La casa sigue como la dejó, sus audífonos suenan lejos de sus oídos, soba su mejilla adormecida por la dureza de la mesa. Sueña, con una gigantesca ave de origami que la transporta por entre la tormenta de nieve, ella se siente libre, feliz, pero algo no está bien, del cielo cae un rayo hiriendo su transporte. El ave cae de los cielos envuelta en llamas, para dirigirse a donde dejó el cadáver, el patio de la casa es su destino. Despierta antes de chocar con la tierra.
 Poco a poco recobra la conciencia, cuando descubre que algo no le resulta familiar. Escucha un sonido extraño, es un chillido prolongado. Ahora que ha mermado la tormenta logra percibirlo. Linka toma su rifle y se cubre, sale de la casa por encima de ésta hay una especie de cuarto. Tonta. Hoy ha cometido demasiados errores, ni siquiera revisó el perímetro por completo. Sube al techo apoyándose en un bote de basura, una vez arriba evita resbalar por culpa de la nieve y avanza con sigilo, el chillido proviene de una puerta metálica mal cerrada. Alza su rifle al advertir que desde dentro se asoma algo de luz, toma posición de tiro, una vez que está frente a la puerta se queda inmóvil. 

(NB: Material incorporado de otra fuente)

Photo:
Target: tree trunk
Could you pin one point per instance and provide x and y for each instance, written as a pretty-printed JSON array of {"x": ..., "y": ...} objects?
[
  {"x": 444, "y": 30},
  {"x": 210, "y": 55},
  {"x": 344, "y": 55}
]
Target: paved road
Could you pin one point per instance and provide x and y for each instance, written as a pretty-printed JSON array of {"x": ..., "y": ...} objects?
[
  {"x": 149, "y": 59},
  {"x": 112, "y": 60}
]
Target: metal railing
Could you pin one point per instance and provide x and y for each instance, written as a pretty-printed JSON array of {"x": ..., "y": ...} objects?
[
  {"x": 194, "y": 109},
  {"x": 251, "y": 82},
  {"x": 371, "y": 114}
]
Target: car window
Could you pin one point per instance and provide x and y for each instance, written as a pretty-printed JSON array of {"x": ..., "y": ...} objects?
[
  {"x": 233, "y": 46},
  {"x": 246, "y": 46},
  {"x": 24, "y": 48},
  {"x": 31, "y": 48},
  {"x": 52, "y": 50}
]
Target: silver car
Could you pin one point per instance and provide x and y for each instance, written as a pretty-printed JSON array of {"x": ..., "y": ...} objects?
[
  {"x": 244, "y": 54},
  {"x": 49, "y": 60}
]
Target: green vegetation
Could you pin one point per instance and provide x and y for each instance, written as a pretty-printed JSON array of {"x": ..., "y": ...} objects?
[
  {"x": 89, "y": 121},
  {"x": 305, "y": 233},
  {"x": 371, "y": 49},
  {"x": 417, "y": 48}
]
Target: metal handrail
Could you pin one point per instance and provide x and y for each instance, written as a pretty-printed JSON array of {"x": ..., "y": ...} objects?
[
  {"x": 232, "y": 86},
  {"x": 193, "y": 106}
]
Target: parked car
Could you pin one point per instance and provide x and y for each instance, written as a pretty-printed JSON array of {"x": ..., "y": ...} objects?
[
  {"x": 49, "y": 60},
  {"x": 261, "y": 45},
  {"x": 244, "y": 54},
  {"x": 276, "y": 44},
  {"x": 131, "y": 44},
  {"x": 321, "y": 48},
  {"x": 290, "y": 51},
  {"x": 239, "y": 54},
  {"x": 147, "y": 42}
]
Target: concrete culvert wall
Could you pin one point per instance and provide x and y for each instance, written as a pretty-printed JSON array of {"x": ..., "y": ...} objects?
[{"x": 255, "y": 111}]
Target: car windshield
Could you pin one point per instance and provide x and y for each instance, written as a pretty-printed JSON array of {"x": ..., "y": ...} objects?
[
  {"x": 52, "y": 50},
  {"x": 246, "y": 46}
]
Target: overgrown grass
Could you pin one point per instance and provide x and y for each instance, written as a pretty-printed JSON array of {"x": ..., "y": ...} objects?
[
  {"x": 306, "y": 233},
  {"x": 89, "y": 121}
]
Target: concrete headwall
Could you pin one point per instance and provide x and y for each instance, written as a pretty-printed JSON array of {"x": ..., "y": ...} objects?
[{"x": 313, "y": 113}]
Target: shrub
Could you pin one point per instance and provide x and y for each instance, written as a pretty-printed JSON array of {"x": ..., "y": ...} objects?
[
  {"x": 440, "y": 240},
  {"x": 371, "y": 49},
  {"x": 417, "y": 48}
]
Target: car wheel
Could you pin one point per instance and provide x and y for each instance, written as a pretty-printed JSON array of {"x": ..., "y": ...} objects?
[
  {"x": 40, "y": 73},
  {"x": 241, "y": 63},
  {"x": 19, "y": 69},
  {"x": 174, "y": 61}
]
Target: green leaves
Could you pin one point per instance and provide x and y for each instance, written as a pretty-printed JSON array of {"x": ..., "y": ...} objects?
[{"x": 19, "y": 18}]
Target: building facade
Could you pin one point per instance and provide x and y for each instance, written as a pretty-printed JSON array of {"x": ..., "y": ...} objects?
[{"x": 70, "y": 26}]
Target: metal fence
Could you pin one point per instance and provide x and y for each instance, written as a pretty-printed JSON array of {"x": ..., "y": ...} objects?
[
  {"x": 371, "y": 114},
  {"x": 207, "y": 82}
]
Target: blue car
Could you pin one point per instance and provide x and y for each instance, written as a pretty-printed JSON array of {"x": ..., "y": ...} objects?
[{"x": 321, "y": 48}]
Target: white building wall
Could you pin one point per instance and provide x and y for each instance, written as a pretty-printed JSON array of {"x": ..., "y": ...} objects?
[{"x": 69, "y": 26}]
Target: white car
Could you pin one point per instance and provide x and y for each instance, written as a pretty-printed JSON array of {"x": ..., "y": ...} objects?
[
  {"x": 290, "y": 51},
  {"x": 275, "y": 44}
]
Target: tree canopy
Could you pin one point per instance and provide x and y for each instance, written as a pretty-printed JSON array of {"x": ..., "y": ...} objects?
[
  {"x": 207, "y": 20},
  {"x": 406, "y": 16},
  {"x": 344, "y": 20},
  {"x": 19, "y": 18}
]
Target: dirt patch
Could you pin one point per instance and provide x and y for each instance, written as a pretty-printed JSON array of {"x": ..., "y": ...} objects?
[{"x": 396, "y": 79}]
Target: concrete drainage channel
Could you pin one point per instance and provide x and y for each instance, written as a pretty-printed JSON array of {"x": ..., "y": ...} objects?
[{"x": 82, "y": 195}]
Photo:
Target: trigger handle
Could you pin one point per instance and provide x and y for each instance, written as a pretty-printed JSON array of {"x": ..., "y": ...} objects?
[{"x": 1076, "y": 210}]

Uno… dos… Abre la puerta del cuarto con el rifle y apunta a cada una de las esquinas de éste, no encuentra a nadie. Sólo un foco que cuelga del techo tambaleándose por la brusquedad de la entrada de Linka. Ella se quita la palestina junto con sus goggles para nieve. El cuarto es austero, está diseñado como una pequeña guardería, las paredes están decoradas con patos, gansos y castores, hay una pila de juguetes de peluche en la esquina, varias cobijas y sábanas. En el fondo, oculta del frío reposa una cuna. El mueble capta enseguida la atención de Linka, ella mueve algunas cosas para aproximarse. Dentro de la cuna encuentra un bebé, se ve algo rojo, pero está tranquilo, ni siquiera parece percibir a Linka. Sigue vivo. Lo advierte por el movimiento de sus ojos. Probablemente se hartó de llorar. Linka da otro vistazo a su alrededor, definitivamente están solos. Se asoma a la intemperie, de la tormenta sólo resta una pequeña ventisca que arrastra algo de nieve. El cielo ya está despejado, la noche es cómoda, Linka se quiere asegurar de que nadie venga, y así es, no se ve ninguna luz en las cercanías, ni siquiera en los bordes del llano. Se sienta en el marco de la puerta para meditar su siguiente movimiento, no quiere cometer más errores. Las horas pasan hasta que amanece.
 Al siguiente día ella se retira de la casa, deja detrás de sí dos tumbas, no puede mantenerse en un lugar durante más tiempo, podría ser contagioso.